Administrative and support services including waste management added 11.5 thousand jobs, but 6.7 thousand of these jobs were in services to buildings and dwellings that includes janitorial services, landscaping, carpet cleaners and exterminators.

Health care added 107.6 thousand jobs primarily in physician services, hospitals and social services. Private school education added 22.3 thousand jobs and state and local government education another 4.4 thousand jobs. Leisure and hospitality added 50.2 thousand jobs, but with 75 percent of the jobs at restaurants: 37.3 thousand of 50.2 thousand jobs. Slightly 60 percent of new jobs in Ohio came from just two professional services, management of companies and health care. Including the jobs from leisure and hospitality adds another 20 percent. Add 8 percent more for private schools.

Those with college and professional degree skills specialized in computing, accounting, finance and health care have the best chance of finding self supporting work. Employment in health care tends to be widely dispersed geographically given the need for patients to visit doctors and clinics. Ohio has kept up well with health care employment and wisely took the Medicaid expansion. However, more and more of professional and technical services can be delivered electronically, which allows them to be produced and delivered from any other state. Electronic delivery of professional services puts the states in competition for these jobs. In the national economy professional and technical services make up 6.15 percent of jobs, but only 4.69 percent in Ohio in 2016. For the years from 2007 to 2016 Ohio ranks 30th for job gains in professional services among the fifty states and the District of Columbia.
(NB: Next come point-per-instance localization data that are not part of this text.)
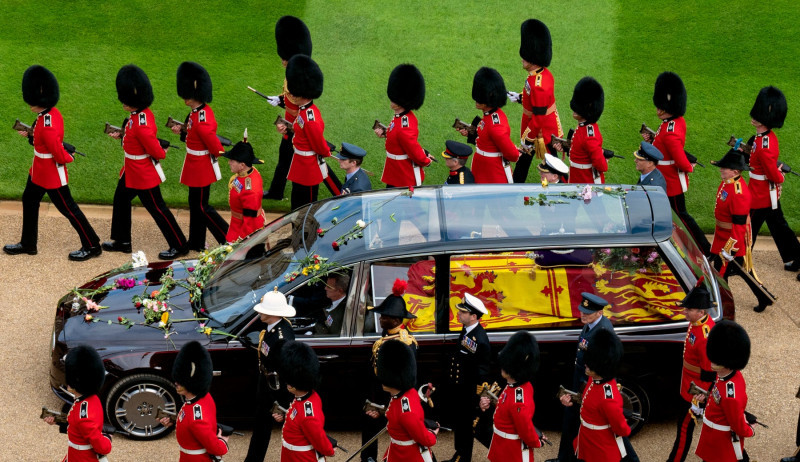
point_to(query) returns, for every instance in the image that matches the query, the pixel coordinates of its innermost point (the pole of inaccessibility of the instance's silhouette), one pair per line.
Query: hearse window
(541, 288)
(523, 212)
(420, 294)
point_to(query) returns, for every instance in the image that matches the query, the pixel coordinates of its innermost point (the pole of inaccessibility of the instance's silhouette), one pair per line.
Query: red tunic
(539, 97)
(670, 140)
(85, 426)
(732, 213)
(406, 427)
(494, 149)
(196, 430)
(602, 407)
(727, 401)
(309, 144)
(201, 143)
(244, 198)
(694, 354)
(304, 428)
(50, 158)
(404, 156)
(141, 148)
(586, 155)
(764, 171)
(513, 422)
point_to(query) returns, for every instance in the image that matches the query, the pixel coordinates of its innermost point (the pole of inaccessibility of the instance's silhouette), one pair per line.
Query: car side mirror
(251, 339)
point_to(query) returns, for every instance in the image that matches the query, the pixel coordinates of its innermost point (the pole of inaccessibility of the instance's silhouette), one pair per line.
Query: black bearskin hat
(194, 82)
(192, 368)
(84, 370)
(489, 88)
(588, 99)
(604, 354)
(520, 357)
(39, 87)
(134, 88)
(536, 46)
(304, 77)
(728, 345)
(770, 107)
(292, 37)
(397, 365)
(670, 94)
(406, 87)
(299, 366)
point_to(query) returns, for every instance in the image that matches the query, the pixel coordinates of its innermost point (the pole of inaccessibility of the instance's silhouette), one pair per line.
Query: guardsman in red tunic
(405, 158)
(308, 169)
(539, 114)
(724, 423)
(515, 437)
(48, 174)
(587, 164)
(732, 234)
(766, 178)
(200, 167)
(141, 174)
(603, 426)
(303, 435)
(196, 430)
(696, 366)
(245, 191)
(85, 375)
(669, 97)
(410, 439)
(495, 151)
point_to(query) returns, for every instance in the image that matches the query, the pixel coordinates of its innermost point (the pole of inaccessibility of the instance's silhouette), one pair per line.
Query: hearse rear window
(541, 288)
(532, 211)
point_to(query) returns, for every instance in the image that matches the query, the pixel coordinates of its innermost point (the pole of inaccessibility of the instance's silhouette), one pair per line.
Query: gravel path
(32, 284)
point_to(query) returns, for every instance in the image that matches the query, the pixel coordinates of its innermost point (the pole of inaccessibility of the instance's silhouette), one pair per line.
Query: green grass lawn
(724, 51)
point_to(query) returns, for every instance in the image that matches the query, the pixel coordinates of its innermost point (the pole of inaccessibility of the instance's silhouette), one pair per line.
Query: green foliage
(725, 52)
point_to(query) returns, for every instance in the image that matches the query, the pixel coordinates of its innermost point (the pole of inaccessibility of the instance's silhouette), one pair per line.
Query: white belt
(293, 447)
(196, 153)
(193, 452)
(508, 436)
(396, 157)
(136, 157)
(80, 447)
(722, 428)
(403, 443)
(489, 154)
(594, 427)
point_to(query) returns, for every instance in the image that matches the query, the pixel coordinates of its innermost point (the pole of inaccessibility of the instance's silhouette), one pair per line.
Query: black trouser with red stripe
(154, 203)
(203, 216)
(683, 438)
(678, 204)
(782, 234)
(302, 194)
(62, 199)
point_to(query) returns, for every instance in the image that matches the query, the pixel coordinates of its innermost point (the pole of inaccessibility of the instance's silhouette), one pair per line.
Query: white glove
(514, 97)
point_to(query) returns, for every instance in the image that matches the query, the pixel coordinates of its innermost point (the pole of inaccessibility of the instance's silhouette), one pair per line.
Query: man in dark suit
(591, 309)
(350, 159)
(646, 159)
(330, 318)
(469, 368)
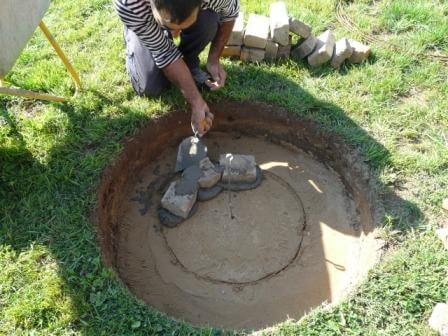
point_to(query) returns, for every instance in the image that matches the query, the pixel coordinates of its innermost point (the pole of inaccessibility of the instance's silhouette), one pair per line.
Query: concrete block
(342, 51)
(231, 51)
(324, 49)
(279, 22)
(299, 28)
(238, 168)
(439, 319)
(236, 37)
(252, 54)
(271, 51)
(361, 52)
(305, 48)
(210, 174)
(257, 32)
(179, 205)
(18, 21)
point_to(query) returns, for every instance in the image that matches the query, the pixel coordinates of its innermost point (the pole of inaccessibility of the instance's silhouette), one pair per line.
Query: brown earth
(245, 259)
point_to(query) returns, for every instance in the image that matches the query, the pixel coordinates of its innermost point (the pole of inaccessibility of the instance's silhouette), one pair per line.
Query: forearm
(179, 74)
(220, 40)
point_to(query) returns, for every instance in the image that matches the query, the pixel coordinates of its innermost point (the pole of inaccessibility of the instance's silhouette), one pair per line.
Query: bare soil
(245, 259)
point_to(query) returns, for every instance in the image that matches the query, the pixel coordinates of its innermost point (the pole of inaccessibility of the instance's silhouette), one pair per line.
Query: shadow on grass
(50, 203)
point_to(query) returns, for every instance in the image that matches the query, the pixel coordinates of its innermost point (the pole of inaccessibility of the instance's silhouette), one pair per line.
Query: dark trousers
(146, 78)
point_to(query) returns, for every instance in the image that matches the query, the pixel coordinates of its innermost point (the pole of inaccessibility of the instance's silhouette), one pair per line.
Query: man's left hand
(218, 75)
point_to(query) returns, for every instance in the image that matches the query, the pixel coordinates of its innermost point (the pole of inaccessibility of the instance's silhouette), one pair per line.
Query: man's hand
(201, 117)
(218, 75)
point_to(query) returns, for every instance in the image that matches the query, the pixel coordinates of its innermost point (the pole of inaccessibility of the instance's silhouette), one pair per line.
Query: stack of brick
(270, 39)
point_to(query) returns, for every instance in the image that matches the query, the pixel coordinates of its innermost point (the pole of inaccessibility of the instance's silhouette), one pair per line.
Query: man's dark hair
(179, 10)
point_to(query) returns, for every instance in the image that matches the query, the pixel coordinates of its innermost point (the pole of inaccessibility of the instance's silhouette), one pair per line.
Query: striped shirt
(137, 16)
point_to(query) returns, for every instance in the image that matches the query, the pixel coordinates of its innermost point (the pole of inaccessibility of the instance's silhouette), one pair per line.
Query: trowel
(190, 153)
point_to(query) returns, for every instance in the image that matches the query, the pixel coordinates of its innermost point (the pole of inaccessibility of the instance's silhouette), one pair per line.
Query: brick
(237, 35)
(252, 54)
(210, 174)
(299, 28)
(179, 205)
(257, 32)
(279, 22)
(271, 51)
(238, 168)
(284, 52)
(231, 51)
(443, 235)
(305, 48)
(324, 49)
(342, 51)
(439, 319)
(361, 52)
(445, 204)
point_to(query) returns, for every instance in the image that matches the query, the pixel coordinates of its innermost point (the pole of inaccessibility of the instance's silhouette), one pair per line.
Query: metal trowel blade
(190, 153)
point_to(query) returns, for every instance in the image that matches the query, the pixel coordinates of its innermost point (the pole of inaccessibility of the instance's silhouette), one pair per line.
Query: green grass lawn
(394, 110)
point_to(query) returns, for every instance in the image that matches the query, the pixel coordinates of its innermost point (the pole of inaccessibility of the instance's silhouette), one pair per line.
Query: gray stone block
(257, 32)
(324, 49)
(299, 28)
(238, 168)
(231, 51)
(361, 52)
(179, 205)
(237, 35)
(252, 54)
(271, 51)
(439, 319)
(305, 48)
(342, 51)
(279, 22)
(210, 174)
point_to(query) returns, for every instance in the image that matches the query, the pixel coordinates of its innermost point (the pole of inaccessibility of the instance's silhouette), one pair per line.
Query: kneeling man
(154, 62)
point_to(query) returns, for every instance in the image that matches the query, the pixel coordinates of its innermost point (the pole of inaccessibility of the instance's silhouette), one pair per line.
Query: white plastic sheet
(18, 21)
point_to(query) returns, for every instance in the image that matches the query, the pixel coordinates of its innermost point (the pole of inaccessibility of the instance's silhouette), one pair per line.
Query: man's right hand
(201, 117)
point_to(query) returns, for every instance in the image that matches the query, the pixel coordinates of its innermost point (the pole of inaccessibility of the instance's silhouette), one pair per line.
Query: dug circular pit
(246, 259)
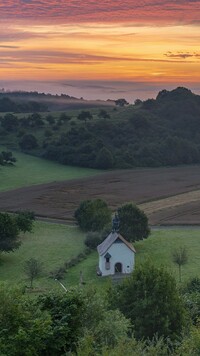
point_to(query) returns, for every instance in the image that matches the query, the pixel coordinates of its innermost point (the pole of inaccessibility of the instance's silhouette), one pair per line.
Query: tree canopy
(133, 222)
(10, 227)
(9, 233)
(150, 298)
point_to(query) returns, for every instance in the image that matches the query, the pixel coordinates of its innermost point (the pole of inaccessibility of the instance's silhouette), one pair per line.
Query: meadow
(30, 170)
(54, 244)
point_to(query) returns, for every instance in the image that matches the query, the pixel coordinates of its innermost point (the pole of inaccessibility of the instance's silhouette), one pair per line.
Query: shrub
(93, 239)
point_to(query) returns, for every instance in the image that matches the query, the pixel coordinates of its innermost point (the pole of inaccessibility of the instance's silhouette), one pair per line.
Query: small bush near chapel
(93, 215)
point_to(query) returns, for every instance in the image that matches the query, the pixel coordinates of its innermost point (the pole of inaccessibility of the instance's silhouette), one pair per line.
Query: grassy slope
(30, 170)
(54, 244)
(158, 248)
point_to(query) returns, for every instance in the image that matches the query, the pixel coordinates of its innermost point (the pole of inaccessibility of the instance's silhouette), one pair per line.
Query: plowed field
(167, 195)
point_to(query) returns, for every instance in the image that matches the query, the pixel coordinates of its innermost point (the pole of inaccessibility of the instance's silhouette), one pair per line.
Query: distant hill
(157, 132)
(21, 101)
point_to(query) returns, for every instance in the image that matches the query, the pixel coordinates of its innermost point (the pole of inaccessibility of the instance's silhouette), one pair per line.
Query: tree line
(144, 315)
(150, 133)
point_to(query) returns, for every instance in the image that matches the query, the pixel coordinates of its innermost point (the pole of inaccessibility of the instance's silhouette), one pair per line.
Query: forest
(156, 132)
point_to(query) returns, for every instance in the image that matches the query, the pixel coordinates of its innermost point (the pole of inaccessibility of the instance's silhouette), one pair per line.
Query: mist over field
(96, 89)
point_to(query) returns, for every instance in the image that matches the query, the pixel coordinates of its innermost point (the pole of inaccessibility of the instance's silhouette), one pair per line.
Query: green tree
(93, 215)
(104, 159)
(152, 302)
(6, 157)
(85, 115)
(9, 233)
(28, 142)
(33, 268)
(25, 329)
(25, 220)
(67, 315)
(180, 258)
(133, 222)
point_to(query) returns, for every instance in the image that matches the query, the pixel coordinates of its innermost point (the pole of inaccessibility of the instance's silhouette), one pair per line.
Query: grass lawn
(54, 244)
(158, 249)
(30, 170)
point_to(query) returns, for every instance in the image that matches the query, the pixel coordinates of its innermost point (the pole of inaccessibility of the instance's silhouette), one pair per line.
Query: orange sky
(151, 40)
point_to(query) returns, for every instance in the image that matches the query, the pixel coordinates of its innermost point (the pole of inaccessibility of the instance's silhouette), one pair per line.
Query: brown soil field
(167, 195)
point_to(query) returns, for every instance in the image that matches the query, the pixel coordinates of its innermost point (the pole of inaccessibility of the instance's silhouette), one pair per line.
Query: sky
(100, 49)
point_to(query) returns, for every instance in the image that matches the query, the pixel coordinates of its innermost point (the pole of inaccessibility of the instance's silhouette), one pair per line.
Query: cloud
(64, 57)
(74, 11)
(7, 46)
(182, 55)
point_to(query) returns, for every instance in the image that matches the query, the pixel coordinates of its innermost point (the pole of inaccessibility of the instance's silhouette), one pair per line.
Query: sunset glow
(144, 41)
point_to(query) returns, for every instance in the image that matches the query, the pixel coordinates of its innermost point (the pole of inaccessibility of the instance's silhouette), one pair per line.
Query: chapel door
(118, 267)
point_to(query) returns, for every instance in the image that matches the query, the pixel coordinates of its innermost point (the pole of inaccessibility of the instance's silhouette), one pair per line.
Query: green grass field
(29, 170)
(54, 244)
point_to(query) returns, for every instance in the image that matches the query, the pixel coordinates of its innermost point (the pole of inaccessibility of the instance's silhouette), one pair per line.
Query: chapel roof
(112, 237)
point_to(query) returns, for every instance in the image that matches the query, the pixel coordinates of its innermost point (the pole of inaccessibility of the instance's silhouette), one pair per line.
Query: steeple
(115, 223)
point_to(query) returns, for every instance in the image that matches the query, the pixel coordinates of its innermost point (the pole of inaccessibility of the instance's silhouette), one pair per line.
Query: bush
(93, 239)
(93, 215)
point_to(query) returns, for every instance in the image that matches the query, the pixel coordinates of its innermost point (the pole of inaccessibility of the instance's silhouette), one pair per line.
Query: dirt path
(167, 195)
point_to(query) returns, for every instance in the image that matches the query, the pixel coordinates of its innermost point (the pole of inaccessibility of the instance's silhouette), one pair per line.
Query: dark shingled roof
(112, 237)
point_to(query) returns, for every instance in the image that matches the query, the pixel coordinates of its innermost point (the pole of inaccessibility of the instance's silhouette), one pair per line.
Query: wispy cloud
(182, 55)
(64, 57)
(74, 11)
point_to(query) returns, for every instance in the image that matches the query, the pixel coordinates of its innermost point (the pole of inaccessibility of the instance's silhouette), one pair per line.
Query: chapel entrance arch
(118, 267)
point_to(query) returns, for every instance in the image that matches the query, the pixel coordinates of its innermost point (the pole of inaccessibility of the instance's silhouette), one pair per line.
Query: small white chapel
(116, 255)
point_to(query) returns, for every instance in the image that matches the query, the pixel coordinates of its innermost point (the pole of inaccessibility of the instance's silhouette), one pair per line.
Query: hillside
(25, 102)
(153, 133)
(167, 195)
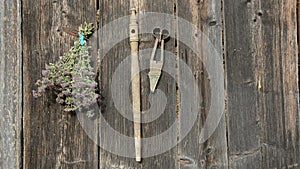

The average annual growth rate of statewide establishment employment since 2007 comes to .11 percent, far below the national average. Jobs in services like retail, publishing, telecommunications, finance and real estate do poorly in the national economy, but they lag even more in Ohio. For those in Ohio with high school degree skills the options are few.

The limited number of service sectors generating a net increase of jobs significantly lowers prospects for statewide job growth. It guarantees that health care employment must grow for Ohio to have a statewide increase of jobs. Computer design and related service jobs in Ohio have 1 percent of statewide employment, up from .8 percent in 2007, but still only 59 thousand jobs. Computer design and related services have 1.5 percent of national employment. Otherwise restaurants will have to provide thousands of new jobs a year to maintain even modest job growth

The idea people can finish high school and find career employment or self-supporting work breaks down day by day while business has started complaining of labor shortages. Politicians suggest a few bromides, but they offer nothing to solve the dismal record of Ohio jobs.

Note (1) All job and employment number citations are from the Bureau of Labor Statistics, United States Department of Labor, Current Employment Survey. No exceptions.